When an accepted manifest arrives at that one component, it opens a single atomic transaction and does all of the consequential work inside it: mint the node and edge identifiers, resolve the placeholder references that earlier stages used into real ids, and write the nodes, the edges, and the assertion-history rows together. The transaction either wholly succeeds or wholly rolls back, so the store is never left in a half-written state where some of a batch landed and some did not. The single writer is also the one place that stamps lifecycle metadata, because a single writer can hold an invariant that a dozen writers would each have to be trusted to respect.

The lineage here is the single-writer principle, familiar from high-throughput designs like the LMAX architecture, meeting the dependency rule of clean and hexagonal architecture, where the core defines contracts and only an outer adapter is allowed to touch the database. The reflex objection is that one writer is a scaling bottleneck. At the scale this serves, a single operator running a bounded ingestion cadence, the serialization is not a cost I am paying. It is the feature I am buying: one place to reason about correctness, one place to audit, one throat to choke.

The honest seam

The transaction commits, and for a moment the system is in an awkward state. The record now holds the new facts, but the graph the analyst actually queries is a separate store, and it has not been rebuilt yet. The record is ahead of the projection. This window is unavoidable the moment you split a system of record from a derived view, and the only real choice is whether to hide it or name it.

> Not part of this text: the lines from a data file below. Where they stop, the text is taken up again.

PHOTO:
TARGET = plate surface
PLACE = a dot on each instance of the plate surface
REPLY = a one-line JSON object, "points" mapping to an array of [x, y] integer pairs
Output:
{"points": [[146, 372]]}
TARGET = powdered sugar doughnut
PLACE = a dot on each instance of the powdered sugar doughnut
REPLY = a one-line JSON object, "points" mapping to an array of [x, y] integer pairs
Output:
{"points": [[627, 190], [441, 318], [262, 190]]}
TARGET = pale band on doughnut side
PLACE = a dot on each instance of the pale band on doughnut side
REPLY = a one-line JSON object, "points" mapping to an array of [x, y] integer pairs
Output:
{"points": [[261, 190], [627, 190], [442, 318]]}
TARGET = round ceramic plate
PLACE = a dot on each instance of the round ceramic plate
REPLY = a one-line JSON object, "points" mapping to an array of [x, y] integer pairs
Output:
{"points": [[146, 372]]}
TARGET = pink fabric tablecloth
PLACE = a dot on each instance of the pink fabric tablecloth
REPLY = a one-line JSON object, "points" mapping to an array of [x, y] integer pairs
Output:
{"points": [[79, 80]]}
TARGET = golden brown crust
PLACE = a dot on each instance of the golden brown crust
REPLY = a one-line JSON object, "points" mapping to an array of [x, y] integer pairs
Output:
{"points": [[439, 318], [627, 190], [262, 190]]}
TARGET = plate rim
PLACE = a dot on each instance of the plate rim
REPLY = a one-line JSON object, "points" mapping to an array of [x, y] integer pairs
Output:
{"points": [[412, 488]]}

I chose to name it. The manifest's status walks through an explicit sequence: the record is committed, the projection is marked pending, the rebuild runs, and only then is the batch marked complete. The pending state is a real, observable thing, not an implied gap between two lines of code. This is the transactional outbox pattern in spirit: commit to the authoritative store, record that a downstream propagation is owed, and carry it out as a tracked step rather than a hopeful side effect. Naming the gap does not close it, and it is not meant to. It converts an eventual-consistency window from a silent risk into a property you can monitor, alert on, and reason about.

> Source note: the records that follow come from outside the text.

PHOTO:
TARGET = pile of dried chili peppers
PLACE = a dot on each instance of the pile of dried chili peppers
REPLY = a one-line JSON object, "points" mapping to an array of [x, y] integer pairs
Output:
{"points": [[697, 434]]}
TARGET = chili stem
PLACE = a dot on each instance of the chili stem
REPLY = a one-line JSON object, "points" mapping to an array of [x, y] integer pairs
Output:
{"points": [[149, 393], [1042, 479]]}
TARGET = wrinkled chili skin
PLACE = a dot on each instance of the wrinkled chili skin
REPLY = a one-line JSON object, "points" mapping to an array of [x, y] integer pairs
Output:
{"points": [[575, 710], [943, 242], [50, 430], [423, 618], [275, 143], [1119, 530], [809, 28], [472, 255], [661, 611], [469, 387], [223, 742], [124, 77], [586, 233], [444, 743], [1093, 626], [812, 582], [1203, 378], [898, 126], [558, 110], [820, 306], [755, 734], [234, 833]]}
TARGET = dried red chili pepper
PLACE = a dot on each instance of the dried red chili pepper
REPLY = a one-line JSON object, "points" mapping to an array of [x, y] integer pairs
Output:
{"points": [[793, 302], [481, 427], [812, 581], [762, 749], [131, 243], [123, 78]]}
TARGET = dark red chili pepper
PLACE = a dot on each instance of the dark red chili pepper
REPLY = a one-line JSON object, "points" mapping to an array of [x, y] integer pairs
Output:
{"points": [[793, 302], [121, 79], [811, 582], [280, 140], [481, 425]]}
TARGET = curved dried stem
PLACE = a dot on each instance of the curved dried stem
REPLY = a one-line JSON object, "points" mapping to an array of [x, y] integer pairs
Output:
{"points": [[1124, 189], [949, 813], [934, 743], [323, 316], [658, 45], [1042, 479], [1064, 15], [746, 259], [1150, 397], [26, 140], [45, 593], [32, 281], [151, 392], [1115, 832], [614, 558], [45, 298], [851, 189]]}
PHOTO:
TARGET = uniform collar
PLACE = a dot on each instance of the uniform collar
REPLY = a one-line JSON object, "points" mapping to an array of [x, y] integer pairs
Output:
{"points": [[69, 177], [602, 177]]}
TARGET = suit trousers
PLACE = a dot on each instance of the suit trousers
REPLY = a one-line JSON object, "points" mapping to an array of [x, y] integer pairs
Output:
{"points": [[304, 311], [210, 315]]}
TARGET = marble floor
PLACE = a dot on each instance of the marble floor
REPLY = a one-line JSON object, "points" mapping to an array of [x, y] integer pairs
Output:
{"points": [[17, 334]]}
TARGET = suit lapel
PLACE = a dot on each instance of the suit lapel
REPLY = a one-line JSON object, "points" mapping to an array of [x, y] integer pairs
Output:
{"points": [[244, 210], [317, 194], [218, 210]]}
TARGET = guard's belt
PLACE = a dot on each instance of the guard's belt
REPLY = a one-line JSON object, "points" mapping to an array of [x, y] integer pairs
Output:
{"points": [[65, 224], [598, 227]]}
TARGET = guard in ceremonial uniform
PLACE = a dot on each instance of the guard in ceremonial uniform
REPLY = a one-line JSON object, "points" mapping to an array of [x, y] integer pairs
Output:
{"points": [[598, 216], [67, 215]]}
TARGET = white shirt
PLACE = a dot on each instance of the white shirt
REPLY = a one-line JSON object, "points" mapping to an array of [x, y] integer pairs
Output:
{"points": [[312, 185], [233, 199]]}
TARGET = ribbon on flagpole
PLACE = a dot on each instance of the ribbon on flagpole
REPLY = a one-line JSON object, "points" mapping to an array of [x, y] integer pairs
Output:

What is actually mine to claim

Walk back through the crossing and almost every primitive has a citation. The enriched manifest is an annotation pipeline. The ordered agents over a shared workspace are a blackboard. The matching cascade is record linkage and the merge flattening is union-find. The one privileged writer is the single-writer principle wearing the dependency rule. The named pending state is an outbox. I did not invent any of these, and pretending otherwise would be both false and unnecessary.

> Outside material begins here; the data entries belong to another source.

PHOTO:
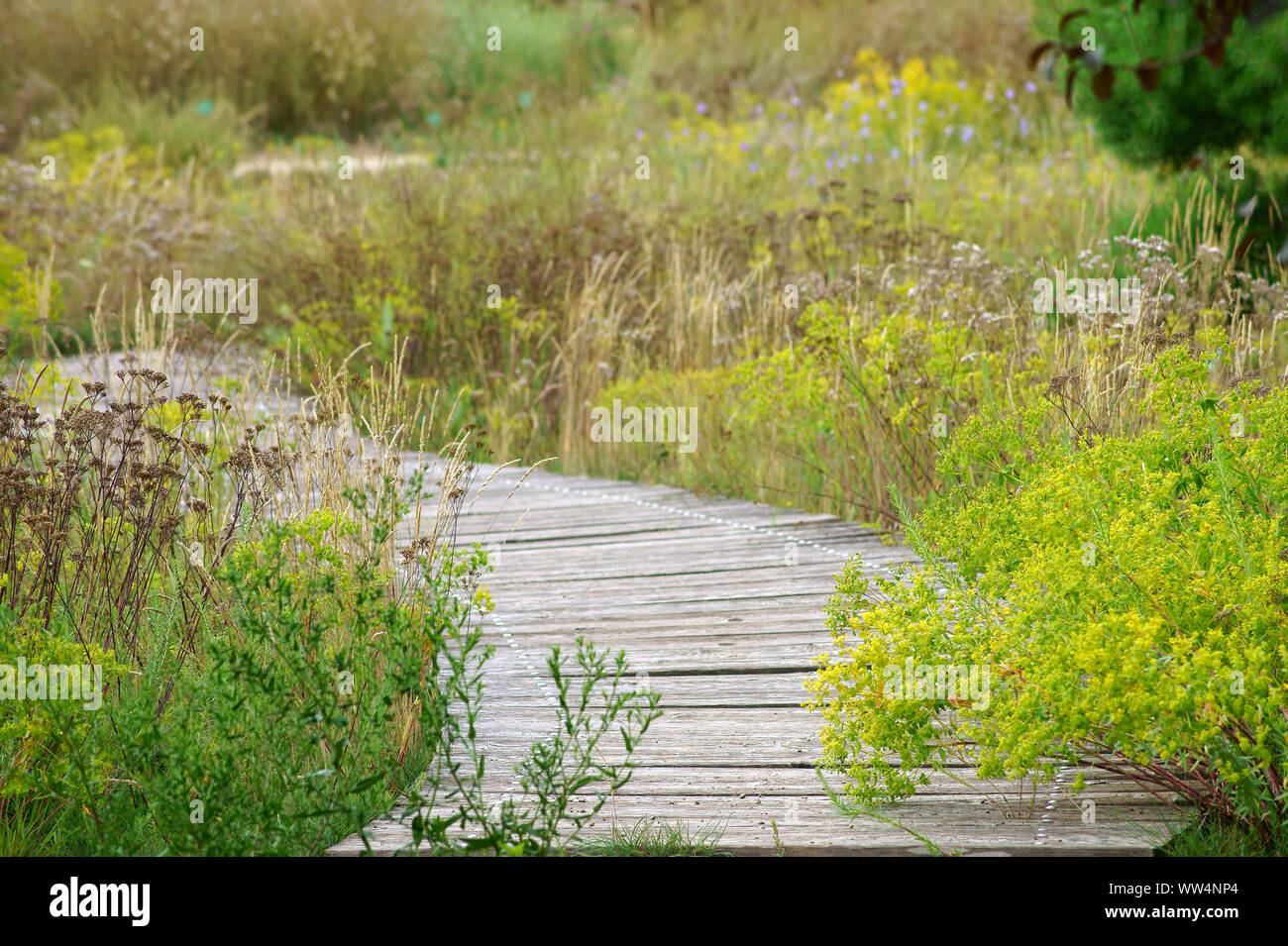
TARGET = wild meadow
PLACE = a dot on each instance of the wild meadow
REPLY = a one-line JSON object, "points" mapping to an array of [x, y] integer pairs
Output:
{"points": [[822, 226]]}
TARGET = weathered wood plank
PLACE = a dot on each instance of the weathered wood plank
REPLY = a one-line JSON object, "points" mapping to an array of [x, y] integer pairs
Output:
{"points": [[719, 606]]}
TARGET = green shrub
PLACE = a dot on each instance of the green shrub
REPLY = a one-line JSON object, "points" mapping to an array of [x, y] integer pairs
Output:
{"points": [[1124, 601]]}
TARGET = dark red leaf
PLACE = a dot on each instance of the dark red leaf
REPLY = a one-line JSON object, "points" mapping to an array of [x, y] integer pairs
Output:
{"points": [[1067, 17]]}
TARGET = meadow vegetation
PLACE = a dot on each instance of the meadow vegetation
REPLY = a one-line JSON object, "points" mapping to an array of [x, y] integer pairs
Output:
{"points": [[831, 254]]}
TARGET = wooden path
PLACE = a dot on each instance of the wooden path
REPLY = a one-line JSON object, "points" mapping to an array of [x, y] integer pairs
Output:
{"points": [[720, 604]]}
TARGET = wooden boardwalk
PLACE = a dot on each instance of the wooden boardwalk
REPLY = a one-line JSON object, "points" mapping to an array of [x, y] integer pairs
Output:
{"points": [[720, 604]]}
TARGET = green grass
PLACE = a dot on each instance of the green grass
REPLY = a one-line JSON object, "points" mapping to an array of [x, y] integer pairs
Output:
{"points": [[1212, 837], [652, 838]]}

What I will stand behind is the assembly and what it is assembled for. The contribution is a trust boundary for machine-generated facts: treat a model's output as a proposal with no standing, route it through a gate that is empowered to refuse it, and grant exactly one component the authority to admit what survives, with the whole crossing legible to a single operator. Plenty of LLM pipelines write model output directly into their store because each step looked reasonable on its own. Drawing one hard line between proposal and record, and putting a single writer on the far side of it, is the move most of them skip, and it is the move that determines whether you can ever answer for what your system believes.

That boundary will only get more important. As extraction models improve, their proposals will look more and more like finished facts, and the temptation to let them write directly will grow in exact proportion to how convincing they become. The bet embedded in this design is that the boundary matters most precisely when the proposals are good enough to wave through on reflex. The question to carry forward is not whether your model is accurate enough to trust. It is whether, the day it is wrong, you can point to the one place where the wrong thing was admitted, and say who let it in.


This describes a general pattern for committing LLM-extracted entities into a versioned graph store; implementation specifics are illustrative.